Saturday, November 26, 2011

Churnalism: DEFRA churn - the Guardian is in the lead!

(UPDATE: 27/11/11 - raw churnalism data available HERE - JSON format, zipped, 448kb)

After the churn analysis of the Environment Agency press releases (please read that article for more details and important caveats if you haven't read one of my churn posts before), I followed up with DEFRA.I will be making the raw data publicly available tomorrow for both the Environment Agency and DEFRA churn analyses.

This time I was able to construct the spiders and process the data faster - I also avoided (most of) the unicode problems that plagued me with the EA data, so this analysis can be considered slightly more accurate and slightly less forgiving of the media organisations (though it still strictly follows the rules I set down previously, such as no editing of the press release to remove extraneous information). Along with inevitable issues with some difficult characters slipping through and no editing of the press releases, it still means the data will naturally favour the media organisations. As I said on previous posts, when I make the raw data publicly available, churn analysis by other people will very likely improve upon my methods and yield results more detrimental for the media.

In any case - onto the results. The summary is presented below (click for full size image):

"Quality" press churn results

Summary of results:

- A total of 386 press releases were analysed, from 13th May 2010 to 24th November 2011. These generated 1959 detectable cases of churn. Again, there is probably a lot of interesting data within the "detectable" category that deserves analysis at a later date.
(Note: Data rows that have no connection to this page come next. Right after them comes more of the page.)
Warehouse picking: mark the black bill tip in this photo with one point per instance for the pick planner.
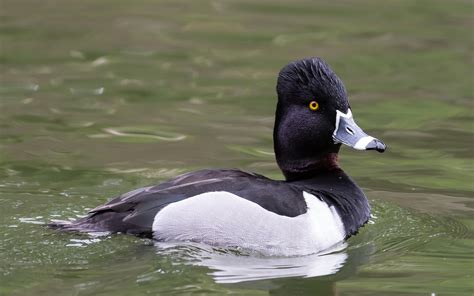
(376, 145)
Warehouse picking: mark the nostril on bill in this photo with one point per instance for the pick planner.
(349, 130)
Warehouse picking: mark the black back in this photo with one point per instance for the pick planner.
(135, 211)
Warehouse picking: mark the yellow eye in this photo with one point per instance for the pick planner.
(313, 105)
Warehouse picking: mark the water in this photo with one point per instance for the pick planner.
(97, 98)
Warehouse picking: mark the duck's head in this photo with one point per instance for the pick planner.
(313, 118)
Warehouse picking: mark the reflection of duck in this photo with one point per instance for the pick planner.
(316, 207)
(228, 267)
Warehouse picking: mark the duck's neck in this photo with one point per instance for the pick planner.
(309, 169)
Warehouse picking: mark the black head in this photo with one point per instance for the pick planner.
(311, 99)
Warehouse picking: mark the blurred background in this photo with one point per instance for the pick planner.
(100, 97)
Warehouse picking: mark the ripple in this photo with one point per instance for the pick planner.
(144, 133)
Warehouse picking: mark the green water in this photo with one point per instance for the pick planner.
(100, 97)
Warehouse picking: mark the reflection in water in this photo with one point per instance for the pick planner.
(230, 266)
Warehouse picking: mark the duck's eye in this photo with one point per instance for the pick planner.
(313, 105)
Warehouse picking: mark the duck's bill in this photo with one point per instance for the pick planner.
(349, 133)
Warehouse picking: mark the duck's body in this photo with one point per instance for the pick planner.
(316, 207)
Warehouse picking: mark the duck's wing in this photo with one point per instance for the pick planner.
(135, 211)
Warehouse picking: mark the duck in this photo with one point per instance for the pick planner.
(315, 207)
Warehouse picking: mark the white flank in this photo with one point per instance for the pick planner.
(226, 220)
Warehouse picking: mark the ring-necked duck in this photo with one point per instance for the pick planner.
(316, 207)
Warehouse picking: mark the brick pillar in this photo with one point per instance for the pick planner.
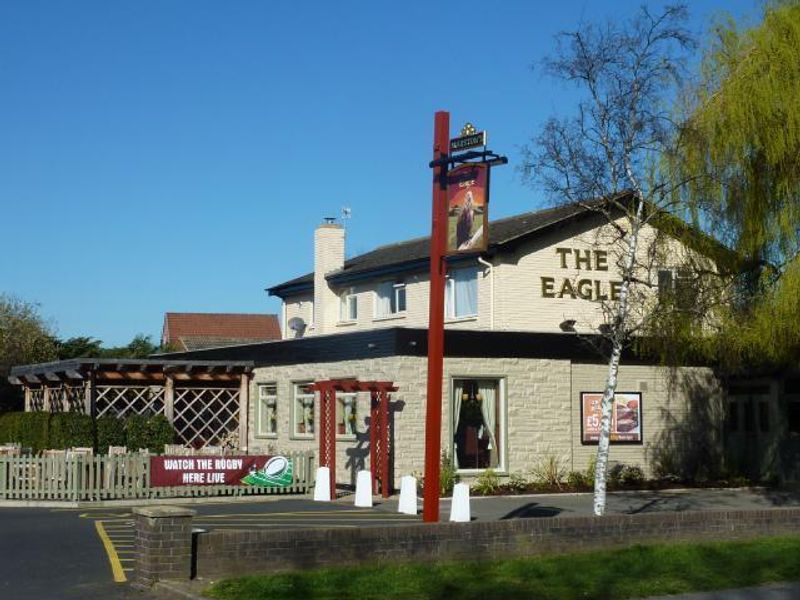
(163, 544)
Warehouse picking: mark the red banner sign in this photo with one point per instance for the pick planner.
(203, 470)
(467, 204)
(626, 417)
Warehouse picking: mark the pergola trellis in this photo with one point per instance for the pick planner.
(206, 401)
(379, 434)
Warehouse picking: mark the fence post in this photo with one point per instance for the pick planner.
(163, 544)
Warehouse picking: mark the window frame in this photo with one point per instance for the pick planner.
(261, 431)
(297, 398)
(396, 287)
(450, 307)
(502, 416)
(348, 304)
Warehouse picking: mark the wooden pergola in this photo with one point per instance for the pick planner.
(379, 434)
(206, 401)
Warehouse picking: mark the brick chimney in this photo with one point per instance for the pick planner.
(328, 257)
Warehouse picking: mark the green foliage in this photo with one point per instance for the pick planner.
(28, 429)
(488, 483)
(550, 471)
(110, 432)
(69, 430)
(634, 572)
(25, 337)
(136, 432)
(448, 476)
(159, 432)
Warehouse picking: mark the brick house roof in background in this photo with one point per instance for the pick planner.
(193, 331)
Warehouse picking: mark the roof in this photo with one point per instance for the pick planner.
(403, 341)
(504, 234)
(79, 369)
(416, 252)
(202, 330)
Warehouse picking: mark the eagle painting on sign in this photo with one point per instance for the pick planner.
(467, 204)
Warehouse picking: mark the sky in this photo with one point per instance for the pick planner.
(176, 155)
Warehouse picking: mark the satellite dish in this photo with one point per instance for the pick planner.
(297, 325)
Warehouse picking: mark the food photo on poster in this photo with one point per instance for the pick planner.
(626, 417)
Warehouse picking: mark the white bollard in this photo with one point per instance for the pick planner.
(364, 489)
(408, 495)
(322, 487)
(459, 509)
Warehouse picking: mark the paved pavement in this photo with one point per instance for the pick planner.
(66, 554)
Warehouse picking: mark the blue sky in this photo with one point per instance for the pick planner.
(176, 155)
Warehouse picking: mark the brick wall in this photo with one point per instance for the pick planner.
(229, 553)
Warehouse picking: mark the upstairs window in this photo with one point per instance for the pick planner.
(348, 308)
(677, 287)
(461, 293)
(390, 299)
(267, 409)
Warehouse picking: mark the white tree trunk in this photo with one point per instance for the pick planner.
(617, 336)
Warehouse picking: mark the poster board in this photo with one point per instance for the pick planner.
(626, 418)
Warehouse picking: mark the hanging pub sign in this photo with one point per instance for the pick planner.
(270, 471)
(626, 417)
(469, 138)
(467, 208)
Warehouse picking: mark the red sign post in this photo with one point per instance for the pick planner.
(438, 271)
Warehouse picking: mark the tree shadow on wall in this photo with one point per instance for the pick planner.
(690, 446)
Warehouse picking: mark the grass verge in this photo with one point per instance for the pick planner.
(635, 572)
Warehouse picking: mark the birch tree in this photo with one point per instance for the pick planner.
(612, 149)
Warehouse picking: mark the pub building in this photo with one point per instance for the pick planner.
(522, 377)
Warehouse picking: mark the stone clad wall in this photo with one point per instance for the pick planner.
(542, 413)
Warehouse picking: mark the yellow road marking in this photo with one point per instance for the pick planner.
(113, 558)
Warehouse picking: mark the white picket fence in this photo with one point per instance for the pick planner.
(84, 477)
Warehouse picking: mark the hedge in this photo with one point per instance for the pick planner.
(40, 431)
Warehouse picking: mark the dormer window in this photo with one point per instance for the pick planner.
(348, 308)
(390, 299)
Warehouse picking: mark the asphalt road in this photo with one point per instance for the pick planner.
(59, 553)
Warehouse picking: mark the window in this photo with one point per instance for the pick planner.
(675, 286)
(303, 410)
(348, 308)
(478, 424)
(346, 414)
(461, 293)
(390, 299)
(267, 418)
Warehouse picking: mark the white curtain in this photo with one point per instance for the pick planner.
(458, 391)
(465, 284)
(487, 388)
(383, 299)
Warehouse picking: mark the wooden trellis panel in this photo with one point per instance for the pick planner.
(206, 416)
(124, 400)
(37, 399)
(67, 398)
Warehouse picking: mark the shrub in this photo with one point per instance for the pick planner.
(578, 480)
(69, 430)
(488, 483)
(136, 432)
(448, 476)
(110, 432)
(159, 432)
(549, 471)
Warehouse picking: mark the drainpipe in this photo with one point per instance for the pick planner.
(489, 266)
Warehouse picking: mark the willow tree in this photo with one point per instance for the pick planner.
(611, 147)
(742, 149)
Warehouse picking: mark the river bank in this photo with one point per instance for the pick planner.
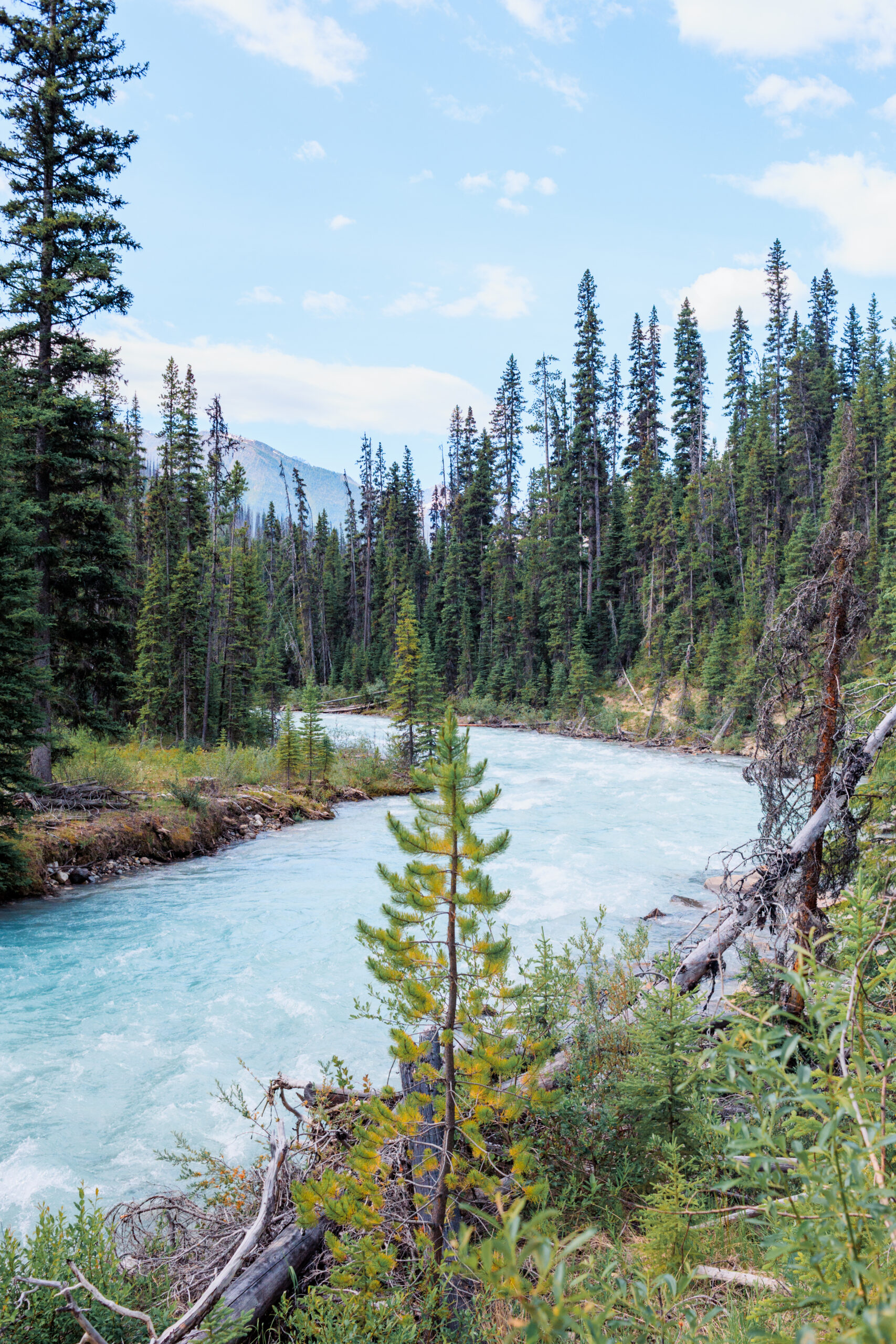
(124, 808)
(144, 995)
(68, 850)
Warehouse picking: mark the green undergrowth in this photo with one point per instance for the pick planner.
(157, 768)
(85, 1238)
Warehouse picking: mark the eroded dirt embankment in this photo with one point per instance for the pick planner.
(66, 850)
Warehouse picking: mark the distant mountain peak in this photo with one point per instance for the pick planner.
(325, 488)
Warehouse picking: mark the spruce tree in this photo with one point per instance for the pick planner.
(442, 972)
(851, 353)
(404, 686)
(289, 748)
(430, 701)
(315, 752)
(581, 686)
(778, 296)
(587, 445)
(20, 721)
(738, 378)
(64, 245)
(690, 397)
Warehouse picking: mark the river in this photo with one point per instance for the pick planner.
(124, 1004)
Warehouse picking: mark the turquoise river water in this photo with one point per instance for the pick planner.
(124, 1004)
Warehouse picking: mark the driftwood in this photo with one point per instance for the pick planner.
(741, 1278)
(859, 761)
(184, 1327)
(251, 1296)
(76, 797)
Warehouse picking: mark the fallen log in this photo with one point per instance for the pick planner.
(741, 1278)
(251, 1296)
(426, 1141)
(858, 762)
(184, 1327)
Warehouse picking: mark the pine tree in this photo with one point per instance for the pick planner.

For now it is discarded.

- Out of those, 173 were classified as "significant" and 18 as "major".

- The Guardian was the leader in both categories by a long way - accounting for 19.65% of significant churn and 27.78% of major churn.

- The BBC followed close behind in terms of significant churn with 16.18%, though for major churn was beaten into third place by both the Independent and the Daily Mail with a joint 16.67%.

- The Independent came third in the signifcant churn classification.

- A common factor in the most highly churned articles both in this analysis and the previous two appears to be lack of a named author in most cases (though see one of the exceptions detailed below). This suggests the media organisations are aware that what they are doing is not kosher.

- Continuing a theme from the last two churn analyses, the tabloids consistently embarrass the so called "quality press". This time I pulled out the statistics for the UK's major tabloids for comparison (click for full size image):

Tabloid press churn results
When I first started these analyses I fully expected to see a much higher showing of churn by the tabloids. It is interesting to see the contrast. Also out of the churn analyses done so far, it is consistently the Mirror out of the tabloids that has the highest percentage of churn.

As usual I select a few of the more egregarious cases of churn for your entertainment (and importantly - provide a manual submission to the churnalism database so they can be seen visually):

'Gloucestershire Old Spots pork protected by Europe'
An absolutely cracking BBC 79% cut and paste job on - er - crackling.

'Bonfire of the Quangos'
Remember that list of Quangos that were to go? Completely cut and pasted from a press release. This one is particularly fascinating because in the two worst cases the cut and paste was the list provided in the press release. It actually included several paragraphs laying out a context that was not cut and pasted across. If it had just been the list in the original both would have scored close to 100% pastes.....
The pastes are so large in any case that the churnalism engine falls over when the 'view' button is clicked to see the visualised version. Be warned if you click it, your browser may hang.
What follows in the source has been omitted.